The notorious cybercrime group known as Scattered Spider (aka UNC3944) that recently targeted various U.K. and U.S. retailers has begun to target major insurance companies, according to Google Threat Intelligence Group (GTIG).

“Google Threat Intelligence Group is now aware of multiple intrusions in the U.S. which bear all the hallmarks of Scattered Spider activity,” John Hultquist, chief analyst at GTIG, said in an email Monday.

“We are now seeing incidents in the insurance industry. Given this actor’s history of focusing on a sector at a time, the insurance industry should be on high alert, especially for social engineering schemes which target their help desks and call centers.”

Scattered Spider is the name assigned to an amorphous collective that’s known for its use of advanced social engineering tactics to breach organizations. In recent months, the threat actors are believed to have forged an alliance with the DragonForce ransomware cartel in the wake of the latter’s supposed takeover of RansomHub‘s infrastructure.

“The group has repeatedly demonstrated its ability to impersonate employees, deceive IT support teams, and bypass multi-factor authentication (MFA) through cunning psychological tactics,” SOS Intelligence said.

“Often described as ‘native English speakers,’ they are suspected to operate in or have ties to Western countries, bringing a cultural fluency that makes their phishing and phone-based attacks alarmingly effective.”

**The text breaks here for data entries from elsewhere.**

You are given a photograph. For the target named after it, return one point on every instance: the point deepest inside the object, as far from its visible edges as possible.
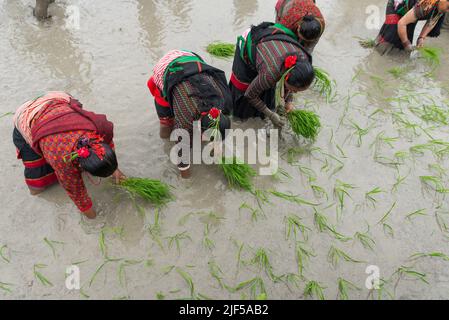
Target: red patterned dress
(291, 12)
(54, 148)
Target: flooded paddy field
(375, 182)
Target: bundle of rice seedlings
(432, 55)
(238, 174)
(304, 123)
(221, 49)
(153, 191)
(367, 43)
(324, 84)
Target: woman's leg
(39, 175)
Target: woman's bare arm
(409, 18)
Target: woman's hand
(289, 107)
(118, 176)
(420, 43)
(277, 120)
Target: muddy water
(106, 64)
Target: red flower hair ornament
(290, 61)
(92, 141)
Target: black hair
(209, 97)
(97, 167)
(310, 28)
(225, 124)
(436, 31)
(302, 75)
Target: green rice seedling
(442, 220)
(381, 291)
(102, 244)
(341, 191)
(262, 261)
(440, 171)
(221, 50)
(370, 195)
(399, 181)
(177, 239)
(122, 270)
(381, 139)
(336, 254)
(167, 270)
(397, 72)
(319, 192)
(6, 287)
(262, 297)
(217, 274)
(434, 183)
(438, 255)
(292, 154)
(281, 173)
(188, 279)
(314, 290)
(307, 172)
(321, 221)
(255, 213)
(367, 43)
(101, 267)
(5, 256)
(303, 256)
(359, 132)
(294, 226)
(431, 55)
(262, 197)
(208, 243)
(292, 198)
(339, 236)
(387, 215)
(366, 240)
(417, 213)
(155, 230)
(238, 174)
(404, 271)
(432, 114)
(291, 280)
(344, 286)
(304, 123)
(256, 286)
(40, 277)
(153, 191)
(240, 247)
(324, 84)
(51, 244)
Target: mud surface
(106, 64)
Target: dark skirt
(388, 38)
(242, 76)
(38, 173)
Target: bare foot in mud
(35, 192)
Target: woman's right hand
(276, 120)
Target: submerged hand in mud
(118, 177)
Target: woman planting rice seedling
(265, 54)
(186, 89)
(302, 17)
(58, 140)
(402, 18)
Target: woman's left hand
(118, 176)
(420, 43)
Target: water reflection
(244, 9)
(153, 26)
(49, 46)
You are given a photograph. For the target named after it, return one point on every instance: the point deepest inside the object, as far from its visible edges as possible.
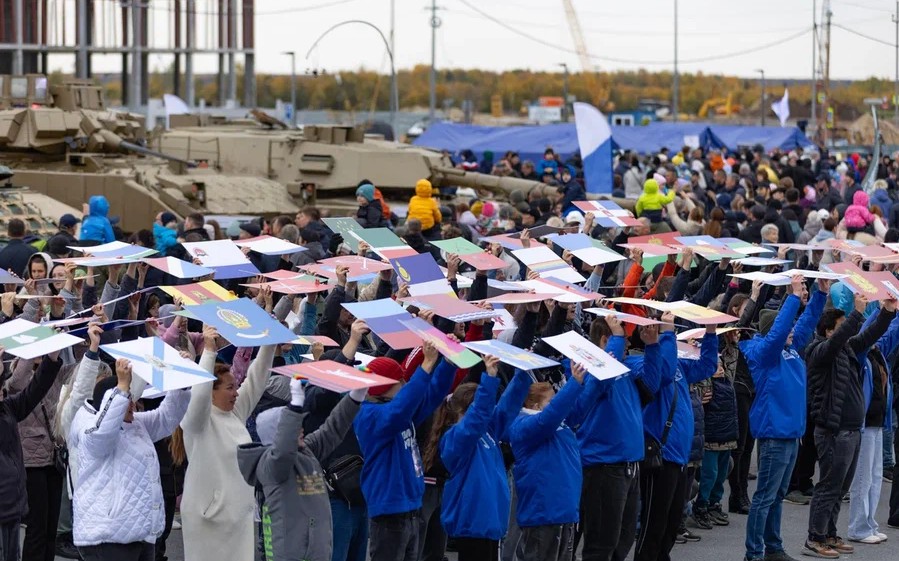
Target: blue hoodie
(676, 376)
(165, 238)
(887, 343)
(392, 476)
(96, 226)
(611, 431)
(778, 371)
(547, 471)
(476, 498)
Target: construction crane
(578, 37)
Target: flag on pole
(594, 136)
(782, 108)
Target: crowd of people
(490, 460)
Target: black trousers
(44, 485)
(394, 537)
(804, 470)
(9, 541)
(663, 492)
(137, 551)
(477, 549)
(742, 456)
(431, 536)
(609, 502)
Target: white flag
(782, 108)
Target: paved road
(726, 543)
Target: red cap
(388, 368)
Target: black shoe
(67, 550)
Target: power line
(868, 37)
(709, 58)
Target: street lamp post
(764, 95)
(293, 85)
(394, 92)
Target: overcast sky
(714, 36)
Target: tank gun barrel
(117, 142)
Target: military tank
(320, 164)
(64, 142)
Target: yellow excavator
(720, 106)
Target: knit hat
(766, 320)
(267, 424)
(367, 190)
(387, 367)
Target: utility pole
(896, 84)
(812, 125)
(293, 86)
(432, 99)
(763, 111)
(675, 94)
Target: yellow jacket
(651, 199)
(423, 207)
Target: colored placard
(178, 268)
(243, 323)
(452, 350)
(861, 282)
(384, 317)
(199, 293)
(511, 355)
(334, 376)
(158, 364)
(598, 363)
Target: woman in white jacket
(118, 510)
(217, 506)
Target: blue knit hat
(367, 190)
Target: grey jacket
(297, 513)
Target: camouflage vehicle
(63, 141)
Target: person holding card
(392, 476)
(547, 507)
(217, 506)
(296, 515)
(466, 433)
(117, 504)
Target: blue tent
(785, 138)
(531, 141)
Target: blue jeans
(776, 459)
(350, 529)
(713, 475)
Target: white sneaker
(872, 539)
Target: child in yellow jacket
(650, 203)
(424, 207)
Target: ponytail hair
(447, 415)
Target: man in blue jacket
(610, 437)
(663, 490)
(778, 414)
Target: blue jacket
(96, 226)
(609, 418)
(778, 371)
(165, 238)
(392, 476)
(886, 344)
(676, 376)
(547, 469)
(476, 498)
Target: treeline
(364, 90)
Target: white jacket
(118, 497)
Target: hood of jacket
(98, 206)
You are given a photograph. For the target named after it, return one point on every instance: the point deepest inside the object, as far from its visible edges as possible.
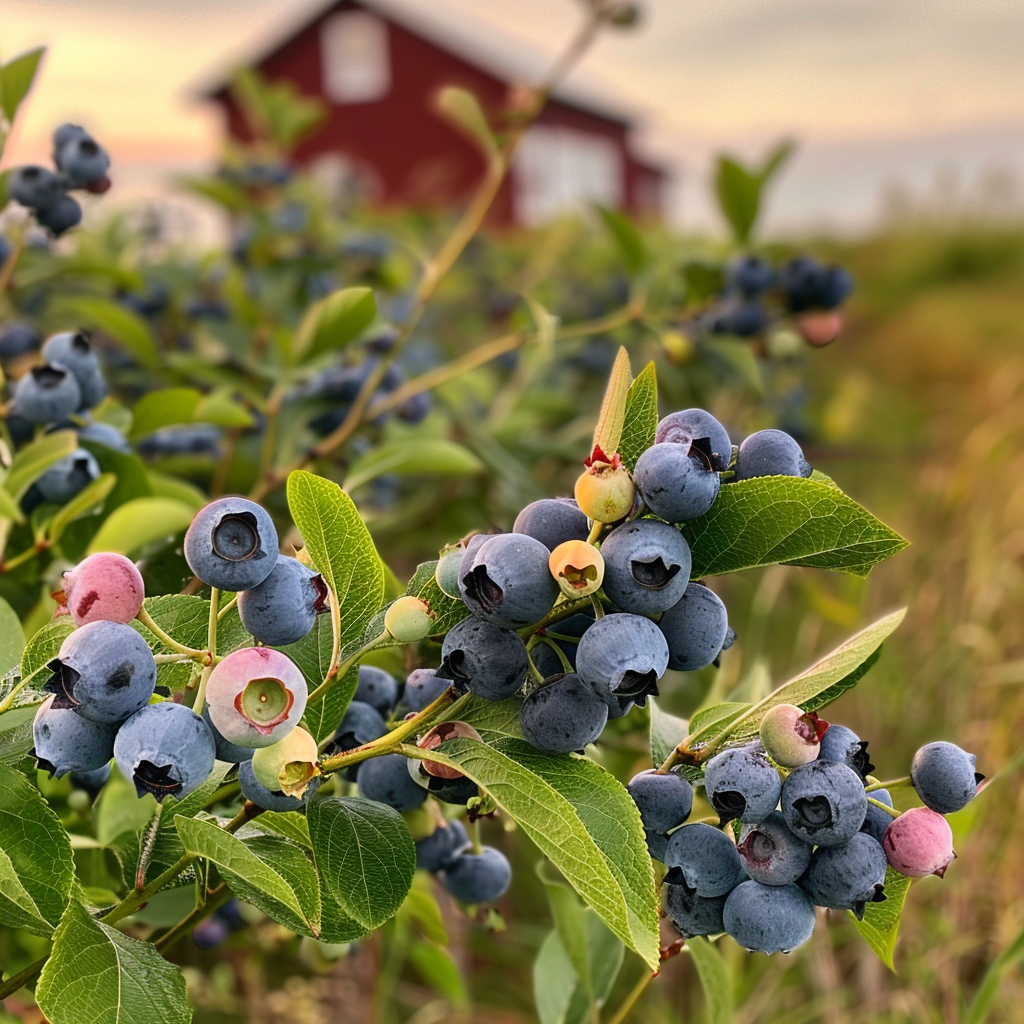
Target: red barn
(378, 65)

Earlier this month, ReliaQuest revealed that Scattered Spider and DragonForce are increasingly targeting managed service providers (MSPs) and IT contractors to obtain access to several downstream customers through a single compromise.

Google-owned Mandiant said the threat actors often single out large enterprise organizations, likely hoping to land a bigger payday.

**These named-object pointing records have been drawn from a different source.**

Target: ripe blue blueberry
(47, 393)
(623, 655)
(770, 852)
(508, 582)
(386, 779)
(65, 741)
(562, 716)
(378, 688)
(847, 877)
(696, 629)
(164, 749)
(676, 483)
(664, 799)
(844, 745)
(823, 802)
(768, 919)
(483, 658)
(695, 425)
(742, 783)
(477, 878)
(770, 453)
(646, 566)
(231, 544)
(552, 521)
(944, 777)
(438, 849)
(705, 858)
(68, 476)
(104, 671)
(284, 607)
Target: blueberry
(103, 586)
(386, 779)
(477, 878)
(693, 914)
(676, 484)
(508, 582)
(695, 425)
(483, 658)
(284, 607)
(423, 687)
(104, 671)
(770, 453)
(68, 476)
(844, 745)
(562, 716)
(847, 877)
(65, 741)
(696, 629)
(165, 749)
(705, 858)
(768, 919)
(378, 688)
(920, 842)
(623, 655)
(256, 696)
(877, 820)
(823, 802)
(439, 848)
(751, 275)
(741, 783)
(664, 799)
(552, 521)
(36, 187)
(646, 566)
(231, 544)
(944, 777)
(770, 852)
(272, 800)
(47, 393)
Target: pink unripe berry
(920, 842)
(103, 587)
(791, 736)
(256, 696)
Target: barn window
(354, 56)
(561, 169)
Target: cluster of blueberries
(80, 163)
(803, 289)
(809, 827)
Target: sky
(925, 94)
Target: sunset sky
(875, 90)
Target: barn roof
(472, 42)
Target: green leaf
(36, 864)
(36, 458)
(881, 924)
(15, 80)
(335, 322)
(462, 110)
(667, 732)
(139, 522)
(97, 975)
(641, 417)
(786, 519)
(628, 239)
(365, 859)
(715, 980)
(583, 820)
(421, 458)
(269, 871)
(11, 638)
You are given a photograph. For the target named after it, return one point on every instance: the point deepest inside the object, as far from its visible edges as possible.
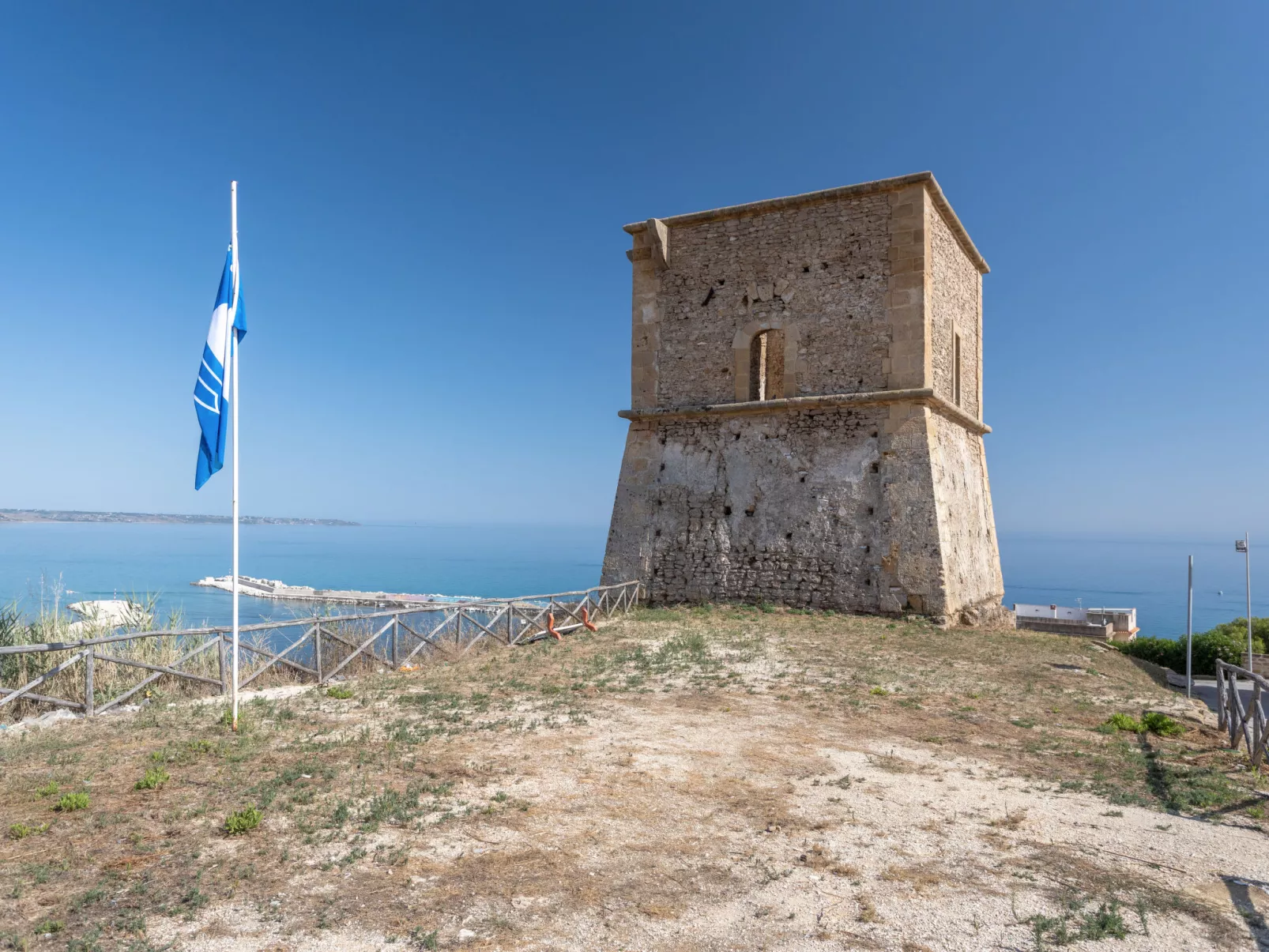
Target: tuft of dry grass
(506, 788)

Particularly targeted are enterprises with large help desks and outsourced IT functions that are susceptible to social engineering attacks.

To mitigate against tactics utilized by the e-crime group, it’s recommended to enhance authentication, enforce rigorous identity controls, implement access restrictions and boundaries to prevent privilege escalation and lateral movement, and train help desk personnel to positively identify employees before resetting their accounts.